Discussion List Archives

[Date Prev][Date Next][Thread Prev][Thread Next][Date Index][Thread Index]

Re: [ddlm-group] THREAD 3: The alphabet of non-delimited strings.


Greetings all,

I appreciate the on going discussions on issues related to character set,
character encoding, quoting conventions.  We at PDB are currently in the process
of working out how we will address these issues in the future so I can
convey our evolving perspective.

First let me address  Herb's  comment about the use of mmCIF syntax by PDB users.
While there has not been widespread adoption of mmCIF relative to the older PDB
format the adoption to date has been hard fought and targets some key pipelines
and developers.   As I am sure Herb will agree, we do not want to do anything
to destabilize progress to date.    Experience to date also should be a lesson
in just how difficult it is to get people to move away from working systems,
no matter what the perceived future benefits.   On the PDB side, science is now
forcing the issue with the old PDB format to the extent that there will certainly
be a change in this area in near term.  To drive future change in the direction
of CIF it is important not to undercut the progress that has been made by those
that have already adopted the current technology.

On to the issues --


Issues 1/2 -  quoting and backward compatibility issues -

Legacy -
On the specific issues under discussion there is little we can do with the
legacy of files that we maintain which will deviate from any new quoting conventions
that are adopted.    I should qualify this by describing that PDB maintains
timestamped snapshots of its archival files and these will contain the historical
quoting conventions.

Moving forward  -

PDB now regenerates all of its current released entries approximately yearly.  This
would provide an opportunity to address any outstanding issues with quoting moving
forward.  We have already taken steps to avoid the quoting ambiguity in atom names
by requiring all atom names containing a single quote (prime) to be quoted.  We have
further removed the double quote character from any preferred atom name in our current
chemical component dictionary.   We would now quote any non-whitespace containing
string with an embedded quote with quotes of a different type (e.g. "abcd'e" or 'abcd"e').
Strings containing mixed quotes are rare and we can in future wrap these with semi-colons.

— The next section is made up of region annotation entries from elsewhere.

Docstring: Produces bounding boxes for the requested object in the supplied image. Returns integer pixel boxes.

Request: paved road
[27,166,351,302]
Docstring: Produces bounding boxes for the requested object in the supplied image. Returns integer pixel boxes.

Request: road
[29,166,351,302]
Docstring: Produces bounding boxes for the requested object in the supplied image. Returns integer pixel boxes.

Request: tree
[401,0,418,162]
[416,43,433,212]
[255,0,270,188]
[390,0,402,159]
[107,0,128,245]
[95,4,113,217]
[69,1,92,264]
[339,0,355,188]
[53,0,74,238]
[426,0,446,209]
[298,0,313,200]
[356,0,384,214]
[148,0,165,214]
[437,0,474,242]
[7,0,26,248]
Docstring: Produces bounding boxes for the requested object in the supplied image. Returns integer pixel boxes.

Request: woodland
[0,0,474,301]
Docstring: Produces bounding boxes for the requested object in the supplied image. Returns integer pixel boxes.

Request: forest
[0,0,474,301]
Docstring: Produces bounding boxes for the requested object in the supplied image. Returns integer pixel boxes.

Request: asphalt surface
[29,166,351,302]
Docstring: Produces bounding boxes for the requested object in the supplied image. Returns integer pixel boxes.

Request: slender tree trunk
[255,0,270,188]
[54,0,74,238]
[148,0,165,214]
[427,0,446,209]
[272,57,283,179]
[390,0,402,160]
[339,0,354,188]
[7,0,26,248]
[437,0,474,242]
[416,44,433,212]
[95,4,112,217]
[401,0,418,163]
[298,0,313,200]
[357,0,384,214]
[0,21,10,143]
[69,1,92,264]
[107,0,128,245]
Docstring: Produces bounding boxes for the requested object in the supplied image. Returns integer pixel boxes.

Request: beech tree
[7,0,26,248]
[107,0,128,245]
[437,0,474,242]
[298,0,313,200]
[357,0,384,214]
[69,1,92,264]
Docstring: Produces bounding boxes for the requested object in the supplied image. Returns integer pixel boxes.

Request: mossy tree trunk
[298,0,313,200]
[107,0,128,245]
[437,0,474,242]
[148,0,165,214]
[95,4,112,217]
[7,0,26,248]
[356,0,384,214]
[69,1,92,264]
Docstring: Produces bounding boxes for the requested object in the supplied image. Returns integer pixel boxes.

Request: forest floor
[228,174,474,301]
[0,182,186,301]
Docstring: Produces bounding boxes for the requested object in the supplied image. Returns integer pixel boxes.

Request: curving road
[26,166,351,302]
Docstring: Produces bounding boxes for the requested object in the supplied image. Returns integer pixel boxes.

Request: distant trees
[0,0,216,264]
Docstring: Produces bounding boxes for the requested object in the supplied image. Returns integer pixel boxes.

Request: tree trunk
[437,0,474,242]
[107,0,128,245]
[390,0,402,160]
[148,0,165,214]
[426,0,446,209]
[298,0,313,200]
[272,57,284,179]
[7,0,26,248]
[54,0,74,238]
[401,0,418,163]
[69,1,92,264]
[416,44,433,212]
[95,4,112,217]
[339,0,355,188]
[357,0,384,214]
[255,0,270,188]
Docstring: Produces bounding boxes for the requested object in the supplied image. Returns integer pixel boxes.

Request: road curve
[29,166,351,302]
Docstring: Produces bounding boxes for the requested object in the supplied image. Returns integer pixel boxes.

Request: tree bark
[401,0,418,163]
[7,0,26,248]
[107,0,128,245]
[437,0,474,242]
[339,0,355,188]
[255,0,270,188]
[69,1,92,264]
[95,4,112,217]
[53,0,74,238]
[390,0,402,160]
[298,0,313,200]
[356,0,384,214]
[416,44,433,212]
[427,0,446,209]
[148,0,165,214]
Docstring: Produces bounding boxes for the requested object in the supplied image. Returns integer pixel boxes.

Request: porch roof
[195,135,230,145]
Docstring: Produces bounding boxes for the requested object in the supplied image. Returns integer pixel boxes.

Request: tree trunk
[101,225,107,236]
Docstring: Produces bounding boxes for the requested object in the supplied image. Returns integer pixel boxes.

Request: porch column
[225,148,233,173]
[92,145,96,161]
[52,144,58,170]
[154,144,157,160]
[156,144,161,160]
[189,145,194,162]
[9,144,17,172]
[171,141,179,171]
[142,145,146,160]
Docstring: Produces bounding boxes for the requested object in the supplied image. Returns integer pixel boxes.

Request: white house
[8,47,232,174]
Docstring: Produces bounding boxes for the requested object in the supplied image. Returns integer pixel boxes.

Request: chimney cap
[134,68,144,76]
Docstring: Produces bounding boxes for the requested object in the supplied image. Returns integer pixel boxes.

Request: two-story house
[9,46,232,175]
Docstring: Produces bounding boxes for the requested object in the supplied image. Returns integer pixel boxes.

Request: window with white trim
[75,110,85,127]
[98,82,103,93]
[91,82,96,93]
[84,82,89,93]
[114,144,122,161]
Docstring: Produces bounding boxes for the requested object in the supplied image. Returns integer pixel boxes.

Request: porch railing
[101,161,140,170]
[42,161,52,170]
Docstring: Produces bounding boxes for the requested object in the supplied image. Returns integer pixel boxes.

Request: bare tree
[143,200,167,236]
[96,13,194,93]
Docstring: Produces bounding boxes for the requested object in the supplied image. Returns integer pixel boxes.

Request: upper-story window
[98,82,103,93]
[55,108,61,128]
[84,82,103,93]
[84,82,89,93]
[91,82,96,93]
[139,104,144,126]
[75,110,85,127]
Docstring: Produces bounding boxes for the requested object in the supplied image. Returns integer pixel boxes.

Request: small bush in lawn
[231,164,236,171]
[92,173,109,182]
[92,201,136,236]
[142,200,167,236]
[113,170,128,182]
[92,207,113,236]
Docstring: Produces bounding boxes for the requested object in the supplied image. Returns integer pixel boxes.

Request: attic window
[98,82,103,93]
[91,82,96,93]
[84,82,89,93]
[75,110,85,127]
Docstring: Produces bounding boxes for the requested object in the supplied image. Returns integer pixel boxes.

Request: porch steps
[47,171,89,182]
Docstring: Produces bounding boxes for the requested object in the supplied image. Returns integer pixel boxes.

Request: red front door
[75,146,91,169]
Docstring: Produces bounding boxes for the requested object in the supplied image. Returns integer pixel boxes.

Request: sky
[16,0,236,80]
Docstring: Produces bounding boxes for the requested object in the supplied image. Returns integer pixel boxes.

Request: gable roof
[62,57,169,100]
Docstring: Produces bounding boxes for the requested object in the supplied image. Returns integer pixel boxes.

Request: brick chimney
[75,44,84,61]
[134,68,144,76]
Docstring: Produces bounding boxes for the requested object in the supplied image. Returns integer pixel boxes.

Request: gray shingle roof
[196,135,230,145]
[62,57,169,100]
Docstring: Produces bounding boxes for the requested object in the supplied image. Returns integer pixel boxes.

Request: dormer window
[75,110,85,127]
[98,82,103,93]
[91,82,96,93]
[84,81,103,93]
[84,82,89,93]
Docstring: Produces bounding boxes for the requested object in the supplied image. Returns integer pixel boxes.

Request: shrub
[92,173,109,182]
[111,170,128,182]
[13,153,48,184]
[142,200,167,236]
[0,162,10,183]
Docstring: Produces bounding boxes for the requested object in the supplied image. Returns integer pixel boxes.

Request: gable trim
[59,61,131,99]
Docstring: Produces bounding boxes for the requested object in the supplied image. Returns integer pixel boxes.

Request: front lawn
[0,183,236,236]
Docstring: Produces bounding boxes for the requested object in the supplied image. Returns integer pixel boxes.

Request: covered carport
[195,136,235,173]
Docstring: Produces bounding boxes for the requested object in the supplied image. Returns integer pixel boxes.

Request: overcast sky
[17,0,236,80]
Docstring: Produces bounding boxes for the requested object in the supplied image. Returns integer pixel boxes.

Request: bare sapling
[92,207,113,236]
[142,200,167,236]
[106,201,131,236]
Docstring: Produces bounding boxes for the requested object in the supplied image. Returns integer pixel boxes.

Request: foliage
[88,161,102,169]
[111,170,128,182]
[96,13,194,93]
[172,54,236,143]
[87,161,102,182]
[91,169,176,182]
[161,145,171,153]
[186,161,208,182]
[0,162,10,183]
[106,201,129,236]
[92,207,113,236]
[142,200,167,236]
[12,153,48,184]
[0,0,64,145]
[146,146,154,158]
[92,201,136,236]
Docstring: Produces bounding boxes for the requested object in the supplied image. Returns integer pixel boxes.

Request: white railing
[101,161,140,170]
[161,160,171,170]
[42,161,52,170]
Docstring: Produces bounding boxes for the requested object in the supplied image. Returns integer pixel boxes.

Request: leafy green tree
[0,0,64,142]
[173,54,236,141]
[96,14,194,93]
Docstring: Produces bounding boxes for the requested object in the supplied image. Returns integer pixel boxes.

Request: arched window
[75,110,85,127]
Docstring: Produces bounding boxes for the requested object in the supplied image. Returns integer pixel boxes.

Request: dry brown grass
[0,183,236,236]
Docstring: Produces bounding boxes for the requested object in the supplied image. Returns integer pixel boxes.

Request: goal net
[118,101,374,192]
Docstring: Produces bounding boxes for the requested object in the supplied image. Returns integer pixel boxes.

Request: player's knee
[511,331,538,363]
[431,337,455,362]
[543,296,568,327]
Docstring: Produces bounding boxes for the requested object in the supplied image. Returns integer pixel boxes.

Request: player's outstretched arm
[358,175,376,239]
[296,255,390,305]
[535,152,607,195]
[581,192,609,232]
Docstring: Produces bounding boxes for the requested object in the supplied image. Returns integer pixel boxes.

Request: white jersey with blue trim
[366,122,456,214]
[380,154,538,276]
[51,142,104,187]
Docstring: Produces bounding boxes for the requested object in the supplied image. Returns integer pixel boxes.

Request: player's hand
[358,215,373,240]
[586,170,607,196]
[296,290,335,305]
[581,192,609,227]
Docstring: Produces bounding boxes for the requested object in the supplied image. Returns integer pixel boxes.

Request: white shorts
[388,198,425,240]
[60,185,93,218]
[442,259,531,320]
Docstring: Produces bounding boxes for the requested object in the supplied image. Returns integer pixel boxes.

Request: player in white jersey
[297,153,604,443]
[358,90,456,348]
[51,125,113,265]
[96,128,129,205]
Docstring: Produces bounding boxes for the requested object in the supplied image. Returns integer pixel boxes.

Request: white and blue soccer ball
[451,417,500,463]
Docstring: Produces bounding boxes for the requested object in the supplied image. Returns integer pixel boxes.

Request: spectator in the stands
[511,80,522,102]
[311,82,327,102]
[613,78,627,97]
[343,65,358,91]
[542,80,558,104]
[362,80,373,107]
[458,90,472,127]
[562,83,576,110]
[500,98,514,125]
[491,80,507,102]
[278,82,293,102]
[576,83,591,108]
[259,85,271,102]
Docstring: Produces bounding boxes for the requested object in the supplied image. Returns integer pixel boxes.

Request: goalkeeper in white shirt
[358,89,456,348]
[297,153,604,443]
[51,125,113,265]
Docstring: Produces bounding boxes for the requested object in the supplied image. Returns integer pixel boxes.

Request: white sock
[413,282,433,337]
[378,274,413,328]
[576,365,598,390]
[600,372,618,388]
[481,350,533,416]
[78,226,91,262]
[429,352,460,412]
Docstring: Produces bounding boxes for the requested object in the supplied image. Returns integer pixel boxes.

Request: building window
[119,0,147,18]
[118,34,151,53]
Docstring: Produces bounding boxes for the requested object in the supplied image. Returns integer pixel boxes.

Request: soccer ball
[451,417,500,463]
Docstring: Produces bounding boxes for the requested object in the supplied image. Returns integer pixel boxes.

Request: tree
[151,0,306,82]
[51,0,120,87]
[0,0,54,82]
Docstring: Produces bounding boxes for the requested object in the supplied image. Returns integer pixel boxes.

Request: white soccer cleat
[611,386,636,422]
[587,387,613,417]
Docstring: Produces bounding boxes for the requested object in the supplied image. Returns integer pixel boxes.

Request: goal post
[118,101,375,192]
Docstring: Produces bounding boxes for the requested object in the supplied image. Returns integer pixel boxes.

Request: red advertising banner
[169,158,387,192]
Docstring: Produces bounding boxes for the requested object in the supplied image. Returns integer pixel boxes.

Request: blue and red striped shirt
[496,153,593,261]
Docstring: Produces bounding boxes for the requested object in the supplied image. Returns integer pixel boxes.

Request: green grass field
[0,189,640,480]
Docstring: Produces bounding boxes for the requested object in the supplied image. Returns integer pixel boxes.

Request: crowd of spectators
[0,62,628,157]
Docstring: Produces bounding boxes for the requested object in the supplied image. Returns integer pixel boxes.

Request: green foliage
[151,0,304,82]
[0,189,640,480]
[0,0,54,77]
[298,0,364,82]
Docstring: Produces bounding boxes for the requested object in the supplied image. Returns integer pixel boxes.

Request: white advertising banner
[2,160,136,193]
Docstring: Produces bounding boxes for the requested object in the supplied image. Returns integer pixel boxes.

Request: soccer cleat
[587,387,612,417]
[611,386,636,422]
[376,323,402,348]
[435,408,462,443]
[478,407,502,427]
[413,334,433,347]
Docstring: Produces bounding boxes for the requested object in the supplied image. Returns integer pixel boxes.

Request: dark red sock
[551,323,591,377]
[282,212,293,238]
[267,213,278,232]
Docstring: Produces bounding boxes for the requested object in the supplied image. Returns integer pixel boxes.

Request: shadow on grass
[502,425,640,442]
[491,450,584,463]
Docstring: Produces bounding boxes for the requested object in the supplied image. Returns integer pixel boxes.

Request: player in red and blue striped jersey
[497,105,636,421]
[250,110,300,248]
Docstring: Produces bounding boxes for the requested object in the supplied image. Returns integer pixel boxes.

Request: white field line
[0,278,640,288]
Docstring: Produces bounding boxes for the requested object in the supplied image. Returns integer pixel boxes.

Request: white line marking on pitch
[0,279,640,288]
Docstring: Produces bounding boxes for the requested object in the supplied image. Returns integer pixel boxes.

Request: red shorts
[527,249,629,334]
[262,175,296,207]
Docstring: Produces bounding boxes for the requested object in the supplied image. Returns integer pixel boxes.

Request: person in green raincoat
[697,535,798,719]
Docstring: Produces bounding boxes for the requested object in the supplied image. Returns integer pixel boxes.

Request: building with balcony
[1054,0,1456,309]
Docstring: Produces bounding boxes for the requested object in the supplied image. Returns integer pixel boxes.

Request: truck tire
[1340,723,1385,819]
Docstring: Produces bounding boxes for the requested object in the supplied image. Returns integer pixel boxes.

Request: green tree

This leaves the cases that Nick has identified containing unquoted strings with embedded
punctuation such as comma, semi-colon and colon.  We can in future quote such strings.

I believe that this address all of the issues that we and Nick have identified with the
PDB data set regarding quoting conventions.

Summary -  Something has to be done to provide support for existing entries but in such a
way as not to ham string future evolution.    I am in favor of tightening the quoting
conventions in existing entries where possible and PDB can/will produce such files in future.

I suggest that a clear identification of syntax (including character encoding) + dictionary
version be built into any new system and that an unqualified default fall back to the
current convention.   In any case in solving this problem lets not create the same
problem for the next group to have to address this issue.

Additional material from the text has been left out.